A subdued roar, a sort of rumble-buzz, with a chandelier jingle in the mix and the dreamy sway of dance music and a vocal note of self-delight-the lure, the enticement of a life defined by its remoteness from the daily drudge of world complaint.

"Tapes of cries and moans," Edgar said, "which I would play to help me sleep."

They moved through the ballroom, they circulated, seeing prominent people everywhere. The room was high and white and primrose gold, flanked by Greek columns that caught the lickety amber light of a thousand candles.

Swan-necked women in textured satin gowns.
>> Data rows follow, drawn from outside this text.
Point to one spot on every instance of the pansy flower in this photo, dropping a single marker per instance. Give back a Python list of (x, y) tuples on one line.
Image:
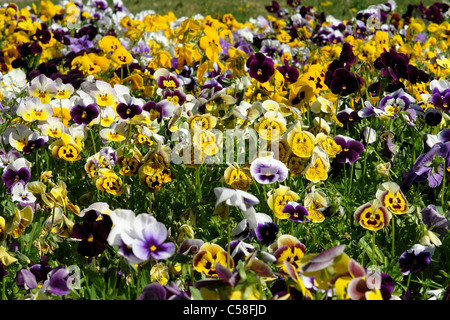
[(267, 170), (351, 149), (415, 259), (297, 212), (317, 204), (260, 67), (103, 93), (392, 197), (34, 110), (238, 178), (129, 107), (271, 126), (302, 142), (21, 195), (166, 79), (115, 132), (42, 87), (266, 232), (8, 157), (66, 148), (290, 249), (163, 109), (208, 255), (290, 73), (84, 113), (21, 220), (233, 197), (19, 170), (93, 233), (317, 169), (109, 181), (150, 241), (63, 90), (372, 215), (396, 101)]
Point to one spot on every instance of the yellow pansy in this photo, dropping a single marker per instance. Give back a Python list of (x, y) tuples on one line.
[(208, 255), (372, 215), (22, 219), (238, 178), (315, 202), (121, 56), (302, 142), (109, 181), (271, 126), (279, 198), (66, 148), (392, 198)]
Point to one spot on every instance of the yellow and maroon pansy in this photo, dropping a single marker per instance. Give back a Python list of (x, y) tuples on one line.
[(208, 255), (372, 215), (392, 197), (290, 249)]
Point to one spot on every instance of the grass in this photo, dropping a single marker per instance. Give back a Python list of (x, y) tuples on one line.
[(242, 10)]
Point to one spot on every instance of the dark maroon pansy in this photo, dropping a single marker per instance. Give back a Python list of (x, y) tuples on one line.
[(260, 67)]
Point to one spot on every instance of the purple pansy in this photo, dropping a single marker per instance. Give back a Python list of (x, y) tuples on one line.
[(268, 170), (129, 107), (150, 241), (260, 67), (290, 73), (266, 232), (35, 141), (164, 108), (84, 114), (297, 212), (351, 149), (433, 219), (19, 170), (393, 65)]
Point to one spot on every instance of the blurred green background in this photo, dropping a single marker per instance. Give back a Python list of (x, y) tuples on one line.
[(242, 10)]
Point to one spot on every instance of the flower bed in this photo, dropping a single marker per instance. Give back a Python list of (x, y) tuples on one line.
[(292, 156)]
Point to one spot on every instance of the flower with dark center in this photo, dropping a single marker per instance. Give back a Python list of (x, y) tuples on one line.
[(19, 170), (351, 149), (93, 233), (393, 65), (273, 8), (297, 212), (128, 111), (433, 116), (260, 67), (35, 141), (268, 171), (348, 116), (290, 73), (266, 232), (84, 114), (343, 82)]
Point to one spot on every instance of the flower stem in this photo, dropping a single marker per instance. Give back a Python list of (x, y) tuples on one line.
[(393, 237)]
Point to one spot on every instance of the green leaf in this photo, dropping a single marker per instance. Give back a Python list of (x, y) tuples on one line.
[(196, 293)]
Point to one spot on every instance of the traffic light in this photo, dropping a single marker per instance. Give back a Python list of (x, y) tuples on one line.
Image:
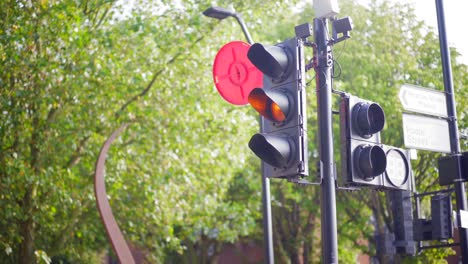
[(365, 161), (363, 158), (282, 143), (398, 173)]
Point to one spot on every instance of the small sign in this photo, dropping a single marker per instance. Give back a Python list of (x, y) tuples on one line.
[(426, 133), (423, 100), (463, 219)]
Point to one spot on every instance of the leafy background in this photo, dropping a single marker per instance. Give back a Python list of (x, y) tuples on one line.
[(181, 181)]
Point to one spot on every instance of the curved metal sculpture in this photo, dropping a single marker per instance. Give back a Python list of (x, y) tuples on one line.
[(120, 246)]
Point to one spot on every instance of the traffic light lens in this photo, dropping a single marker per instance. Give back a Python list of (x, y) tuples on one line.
[(274, 150), (371, 161), (265, 105), (376, 118), (370, 118)]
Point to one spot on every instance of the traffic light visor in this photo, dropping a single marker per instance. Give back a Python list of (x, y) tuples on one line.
[(271, 60), (273, 150), (273, 105)]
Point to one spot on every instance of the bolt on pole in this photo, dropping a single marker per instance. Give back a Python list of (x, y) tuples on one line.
[(460, 192)]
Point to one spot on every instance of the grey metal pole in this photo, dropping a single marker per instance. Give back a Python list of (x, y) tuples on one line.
[(266, 201), (324, 116), (460, 193), (222, 13), (267, 223)]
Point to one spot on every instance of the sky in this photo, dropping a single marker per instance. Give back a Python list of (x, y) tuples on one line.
[(455, 11)]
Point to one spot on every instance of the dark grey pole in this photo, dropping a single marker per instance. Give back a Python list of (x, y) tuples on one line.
[(267, 224), (324, 116), (460, 193), (244, 27), (221, 13), (266, 202)]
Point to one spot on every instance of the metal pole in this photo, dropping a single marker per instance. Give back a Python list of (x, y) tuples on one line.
[(324, 116), (266, 201), (244, 28), (460, 193), (267, 224)]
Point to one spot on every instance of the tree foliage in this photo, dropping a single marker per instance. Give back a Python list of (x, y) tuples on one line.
[(181, 180)]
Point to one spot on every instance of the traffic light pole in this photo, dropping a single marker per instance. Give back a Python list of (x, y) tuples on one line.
[(453, 126), (266, 202), (324, 116)]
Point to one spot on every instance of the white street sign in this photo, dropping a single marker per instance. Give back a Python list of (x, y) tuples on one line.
[(423, 100), (426, 133), (463, 218)]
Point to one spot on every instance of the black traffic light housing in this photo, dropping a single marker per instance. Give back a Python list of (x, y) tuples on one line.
[(365, 160), (363, 157), (282, 143)]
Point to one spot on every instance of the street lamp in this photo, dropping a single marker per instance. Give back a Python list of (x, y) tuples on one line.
[(222, 13)]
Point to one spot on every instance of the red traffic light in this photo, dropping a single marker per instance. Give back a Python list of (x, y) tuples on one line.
[(233, 74)]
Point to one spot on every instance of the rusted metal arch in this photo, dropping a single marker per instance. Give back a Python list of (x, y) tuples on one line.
[(120, 246)]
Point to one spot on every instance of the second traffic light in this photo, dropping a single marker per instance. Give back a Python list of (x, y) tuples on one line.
[(365, 161), (363, 157), (282, 143)]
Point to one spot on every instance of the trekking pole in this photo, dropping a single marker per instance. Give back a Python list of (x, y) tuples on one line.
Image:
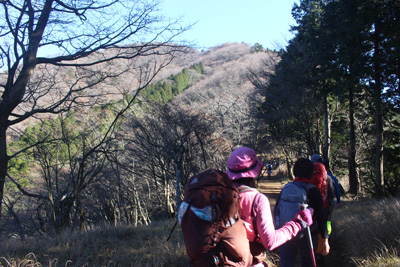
[(303, 207)]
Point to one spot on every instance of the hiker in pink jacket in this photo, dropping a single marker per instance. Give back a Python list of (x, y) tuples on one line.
[(243, 168)]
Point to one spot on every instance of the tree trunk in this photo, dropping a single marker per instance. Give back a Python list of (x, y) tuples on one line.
[(3, 163), (353, 182), (377, 94), (327, 143)]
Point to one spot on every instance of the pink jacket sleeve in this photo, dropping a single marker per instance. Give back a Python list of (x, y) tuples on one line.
[(271, 237)]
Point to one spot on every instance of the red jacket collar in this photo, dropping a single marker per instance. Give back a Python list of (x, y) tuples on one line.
[(304, 180)]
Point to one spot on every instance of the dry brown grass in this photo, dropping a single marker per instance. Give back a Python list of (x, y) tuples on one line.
[(108, 246), (365, 233)]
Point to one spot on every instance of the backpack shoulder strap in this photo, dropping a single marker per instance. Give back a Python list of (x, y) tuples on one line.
[(253, 217)]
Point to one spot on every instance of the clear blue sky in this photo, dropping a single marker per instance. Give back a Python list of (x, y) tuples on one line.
[(266, 22)]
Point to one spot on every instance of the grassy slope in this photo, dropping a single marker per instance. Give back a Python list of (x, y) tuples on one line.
[(366, 233)]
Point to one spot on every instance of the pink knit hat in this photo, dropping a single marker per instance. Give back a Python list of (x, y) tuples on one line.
[(243, 163)]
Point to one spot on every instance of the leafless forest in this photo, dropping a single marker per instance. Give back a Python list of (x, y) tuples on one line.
[(137, 175)]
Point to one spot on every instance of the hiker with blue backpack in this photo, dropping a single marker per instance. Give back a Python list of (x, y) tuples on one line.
[(292, 197), (243, 169)]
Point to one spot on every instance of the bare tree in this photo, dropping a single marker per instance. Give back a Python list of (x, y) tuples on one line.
[(168, 146), (92, 39)]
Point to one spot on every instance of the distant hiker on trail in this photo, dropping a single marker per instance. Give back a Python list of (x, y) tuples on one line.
[(243, 168), (329, 188), (303, 171), (269, 171), (318, 158)]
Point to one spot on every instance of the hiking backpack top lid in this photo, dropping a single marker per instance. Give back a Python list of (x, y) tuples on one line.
[(212, 196), (292, 196), (213, 232)]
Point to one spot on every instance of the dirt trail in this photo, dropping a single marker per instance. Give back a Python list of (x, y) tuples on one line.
[(271, 187)]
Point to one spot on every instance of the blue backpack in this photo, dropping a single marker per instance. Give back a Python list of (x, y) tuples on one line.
[(292, 196)]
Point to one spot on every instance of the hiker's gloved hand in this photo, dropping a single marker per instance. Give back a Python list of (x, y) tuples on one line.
[(305, 216)]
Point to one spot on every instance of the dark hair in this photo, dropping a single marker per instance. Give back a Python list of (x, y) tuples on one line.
[(303, 168)]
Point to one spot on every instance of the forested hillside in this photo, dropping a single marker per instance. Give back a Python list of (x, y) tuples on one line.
[(187, 119), (109, 129)]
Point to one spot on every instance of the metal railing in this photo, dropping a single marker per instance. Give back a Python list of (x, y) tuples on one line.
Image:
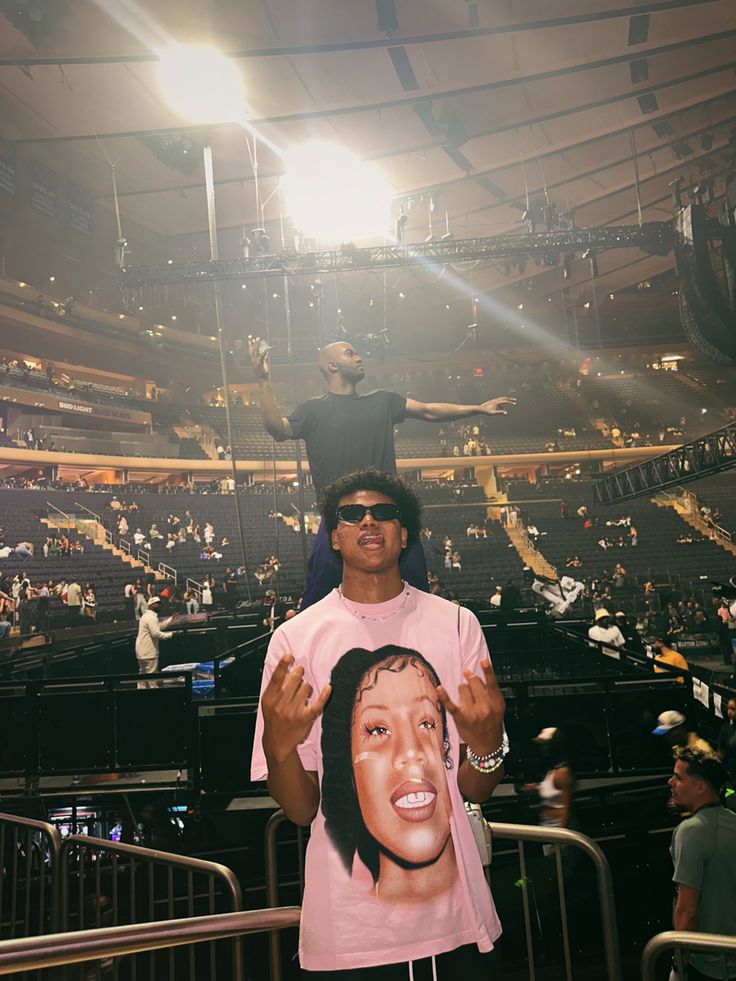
[(692, 505), (96, 516), (29, 866), (59, 949), (110, 883), (67, 517), (680, 941), (558, 838)]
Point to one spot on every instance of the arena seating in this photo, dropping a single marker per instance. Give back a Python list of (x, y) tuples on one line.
[(647, 402), (719, 492), (21, 517), (485, 562), (657, 553)]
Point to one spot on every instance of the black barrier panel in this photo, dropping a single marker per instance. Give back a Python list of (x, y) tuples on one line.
[(75, 727), (153, 726), (634, 713), (581, 715), (15, 731), (225, 743), (242, 677)]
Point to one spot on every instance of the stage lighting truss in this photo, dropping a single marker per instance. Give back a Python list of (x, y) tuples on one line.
[(545, 247)]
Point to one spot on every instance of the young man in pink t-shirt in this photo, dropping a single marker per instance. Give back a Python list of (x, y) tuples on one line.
[(379, 712)]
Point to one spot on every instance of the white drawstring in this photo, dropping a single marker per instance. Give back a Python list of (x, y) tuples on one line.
[(434, 969)]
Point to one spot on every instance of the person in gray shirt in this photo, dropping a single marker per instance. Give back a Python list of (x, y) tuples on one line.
[(703, 852)]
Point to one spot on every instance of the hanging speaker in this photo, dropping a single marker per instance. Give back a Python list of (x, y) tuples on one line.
[(708, 316)]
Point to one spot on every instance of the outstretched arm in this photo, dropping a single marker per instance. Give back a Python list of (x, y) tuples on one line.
[(276, 425), (447, 411)]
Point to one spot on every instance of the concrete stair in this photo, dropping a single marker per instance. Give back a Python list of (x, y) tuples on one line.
[(530, 555), (94, 532), (690, 514)]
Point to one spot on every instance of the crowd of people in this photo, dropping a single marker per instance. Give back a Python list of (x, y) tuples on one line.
[(26, 603)]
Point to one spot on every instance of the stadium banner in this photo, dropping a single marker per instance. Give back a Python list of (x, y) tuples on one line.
[(40, 400), (700, 643), (8, 166), (44, 189), (78, 210)]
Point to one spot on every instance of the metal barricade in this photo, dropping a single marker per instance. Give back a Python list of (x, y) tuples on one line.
[(105, 883), (557, 838), (59, 949), (29, 869), (272, 879), (681, 940)]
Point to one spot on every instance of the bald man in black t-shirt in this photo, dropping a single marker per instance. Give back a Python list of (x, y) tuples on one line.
[(344, 431)]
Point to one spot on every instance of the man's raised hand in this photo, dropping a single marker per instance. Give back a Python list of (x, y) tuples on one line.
[(288, 715), (480, 710), (497, 407)]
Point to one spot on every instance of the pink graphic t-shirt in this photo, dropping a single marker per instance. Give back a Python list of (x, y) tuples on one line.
[(392, 873)]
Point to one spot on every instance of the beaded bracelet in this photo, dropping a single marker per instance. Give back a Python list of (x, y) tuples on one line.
[(491, 761), (492, 764)]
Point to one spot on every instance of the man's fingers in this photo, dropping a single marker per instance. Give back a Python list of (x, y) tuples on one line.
[(447, 701), (318, 705)]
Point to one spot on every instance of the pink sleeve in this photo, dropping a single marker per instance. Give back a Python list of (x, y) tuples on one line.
[(473, 647), (309, 749)]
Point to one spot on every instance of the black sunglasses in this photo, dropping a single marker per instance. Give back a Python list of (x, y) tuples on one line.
[(353, 514)]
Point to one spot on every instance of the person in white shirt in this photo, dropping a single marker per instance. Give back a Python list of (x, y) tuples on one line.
[(147, 641), (606, 633)]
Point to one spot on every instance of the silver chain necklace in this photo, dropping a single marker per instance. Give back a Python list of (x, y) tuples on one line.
[(364, 616)]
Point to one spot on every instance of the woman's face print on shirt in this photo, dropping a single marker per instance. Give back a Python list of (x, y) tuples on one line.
[(397, 758)]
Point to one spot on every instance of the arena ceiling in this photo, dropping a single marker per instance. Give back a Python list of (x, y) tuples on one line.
[(471, 107)]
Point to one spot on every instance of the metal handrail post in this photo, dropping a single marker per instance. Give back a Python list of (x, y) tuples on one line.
[(272, 888), (562, 836), (151, 857), (682, 940), (56, 950), (53, 840)]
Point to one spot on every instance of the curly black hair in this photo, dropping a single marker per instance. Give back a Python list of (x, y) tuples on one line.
[(704, 766), (357, 672), (383, 483)]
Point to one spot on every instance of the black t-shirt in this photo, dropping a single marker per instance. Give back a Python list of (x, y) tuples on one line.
[(344, 433)]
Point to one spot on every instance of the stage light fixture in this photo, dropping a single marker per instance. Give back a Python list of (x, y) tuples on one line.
[(332, 195), (201, 84)]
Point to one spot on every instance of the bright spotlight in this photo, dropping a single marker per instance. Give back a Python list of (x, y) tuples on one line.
[(201, 84), (332, 195)]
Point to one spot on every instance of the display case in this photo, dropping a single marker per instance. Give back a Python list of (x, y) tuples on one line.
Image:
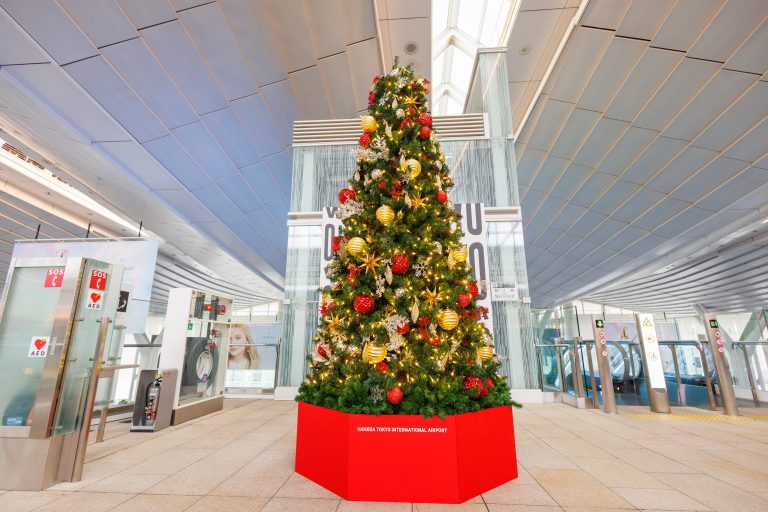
[(195, 342)]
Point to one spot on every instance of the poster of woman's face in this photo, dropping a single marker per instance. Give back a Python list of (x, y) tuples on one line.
[(252, 355)]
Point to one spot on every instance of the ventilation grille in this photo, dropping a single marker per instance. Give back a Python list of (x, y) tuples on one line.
[(347, 131)]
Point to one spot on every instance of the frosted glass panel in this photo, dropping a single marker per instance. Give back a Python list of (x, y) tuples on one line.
[(24, 341)]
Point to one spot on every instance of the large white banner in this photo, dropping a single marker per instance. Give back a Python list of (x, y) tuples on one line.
[(475, 238), (138, 258)]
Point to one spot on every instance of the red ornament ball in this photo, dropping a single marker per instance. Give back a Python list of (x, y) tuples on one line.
[(364, 304), (347, 194), (400, 264), (475, 384), (395, 396)]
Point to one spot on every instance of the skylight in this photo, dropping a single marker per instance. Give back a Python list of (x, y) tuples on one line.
[(459, 28)]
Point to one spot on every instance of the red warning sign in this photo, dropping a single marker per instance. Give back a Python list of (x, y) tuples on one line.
[(98, 280), (54, 277)]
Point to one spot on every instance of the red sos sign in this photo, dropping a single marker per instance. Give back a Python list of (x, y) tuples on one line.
[(54, 277), (98, 280)]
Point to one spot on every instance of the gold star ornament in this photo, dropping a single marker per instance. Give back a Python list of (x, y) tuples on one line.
[(371, 262)]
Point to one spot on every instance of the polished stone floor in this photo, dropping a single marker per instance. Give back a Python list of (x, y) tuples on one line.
[(241, 459)]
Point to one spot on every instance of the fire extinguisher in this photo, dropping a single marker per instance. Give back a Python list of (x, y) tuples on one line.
[(152, 397)]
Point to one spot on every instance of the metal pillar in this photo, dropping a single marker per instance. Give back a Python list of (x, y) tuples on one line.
[(730, 406), (654, 370), (604, 366)]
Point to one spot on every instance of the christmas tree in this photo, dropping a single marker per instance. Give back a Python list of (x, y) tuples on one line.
[(400, 330)]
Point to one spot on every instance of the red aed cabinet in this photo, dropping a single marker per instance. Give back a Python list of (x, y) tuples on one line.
[(406, 458)]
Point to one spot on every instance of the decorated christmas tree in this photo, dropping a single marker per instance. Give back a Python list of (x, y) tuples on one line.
[(401, 331)]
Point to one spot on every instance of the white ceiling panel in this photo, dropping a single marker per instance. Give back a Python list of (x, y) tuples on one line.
[(684, 82), (655, 147), (173, 48), (652, 69), (632, 143), (309, 93), (254, 36), (606, 14), (751, 108), (686, 164), (685, 22), (17, 46), (253, 114), (336, 75), (213, 38), (49, 83), (104, 22), (147, 14), (729, 29), (620, 57), (713, 99), (229, 133), (51, 28), (146, 77), (643, 19), (106, 87), (580, 59), (605, 134), (751, 57), (201, 145)]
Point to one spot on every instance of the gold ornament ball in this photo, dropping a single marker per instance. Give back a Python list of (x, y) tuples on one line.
[(413, 166), (460, 254), (355, 246), (368, 124), (448, 319), (485, 352), (374, 353), (385, 214)]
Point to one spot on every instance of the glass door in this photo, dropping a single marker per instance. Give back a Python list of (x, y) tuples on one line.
[(25, 338), (97, 298)]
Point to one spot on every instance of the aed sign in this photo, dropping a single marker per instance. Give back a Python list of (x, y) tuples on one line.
[(53, 277), (94, 301), (38, 347), (98, 280)]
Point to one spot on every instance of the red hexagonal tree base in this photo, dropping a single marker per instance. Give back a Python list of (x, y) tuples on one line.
[(406, 458)]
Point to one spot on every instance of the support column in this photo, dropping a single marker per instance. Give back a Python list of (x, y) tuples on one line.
[(654, 370), (604, 366), (724, 378)]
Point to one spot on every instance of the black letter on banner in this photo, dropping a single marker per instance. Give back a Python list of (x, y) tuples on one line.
[(328, 233), (479, 272), (474, 220)]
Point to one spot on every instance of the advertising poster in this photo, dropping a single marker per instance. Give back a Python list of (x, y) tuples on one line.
[(252, 356)]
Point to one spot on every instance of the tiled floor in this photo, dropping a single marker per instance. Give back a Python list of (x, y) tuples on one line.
[(569, 460)]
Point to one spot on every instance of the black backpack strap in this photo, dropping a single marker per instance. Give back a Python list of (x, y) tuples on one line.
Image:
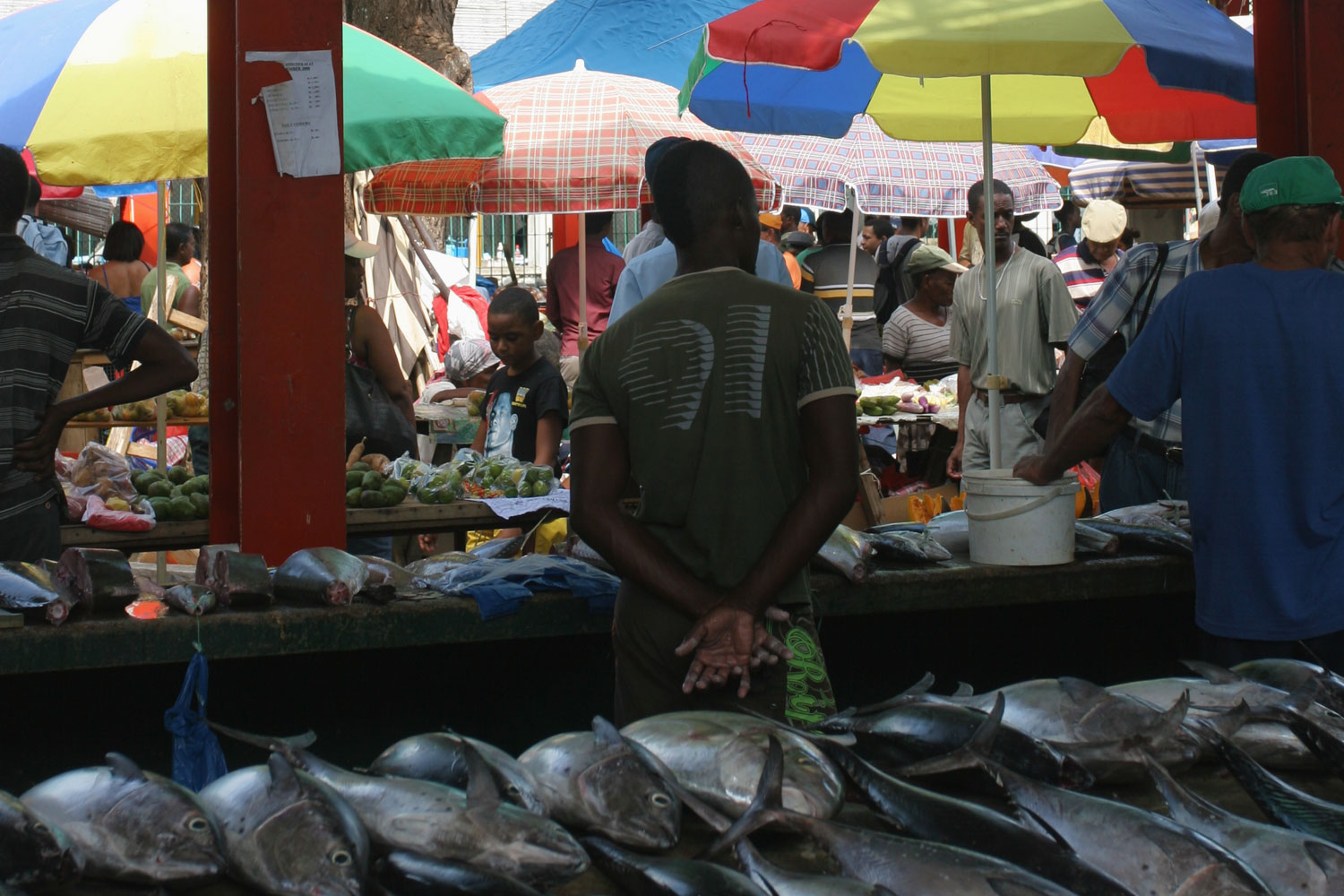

Masks by Halston, Adolfo and Saint Laurent. The mother and sister of one American president and the daughter of another. Crisp little men aswagger with assets. Titled jet-setters, a maharajah and maharani, a baroness somebody in a beaded mask. Famous and raging alcoholic poets. Tough smart stylish women who ran fashion books and designed clothes. Hair by Kenneth-teased, swirled, backcombed and ringleted.

"Did you see?"

"The old dowager," Edgar said.

"In the dime-store mask."

"Decorated with pearls."

They shook hands here and there, daintily, and dropped a flattering remark to this or that person, and Clyde knew how the Director felt, mixing with people of the rarest social levels, the anointed and predestined, aura'd like Inca kings, but also the talented and original and self-made and born beautiful and ego-driven and hard-bargaining, all bearing signs of astral radiance, and the ruthless and brutish as well.

Yes, Edgar was damp with excitement.

He stopped to chat with Frank Sinatra and his young actress wife, a nymph in a boy's haircut and a butterfly mask.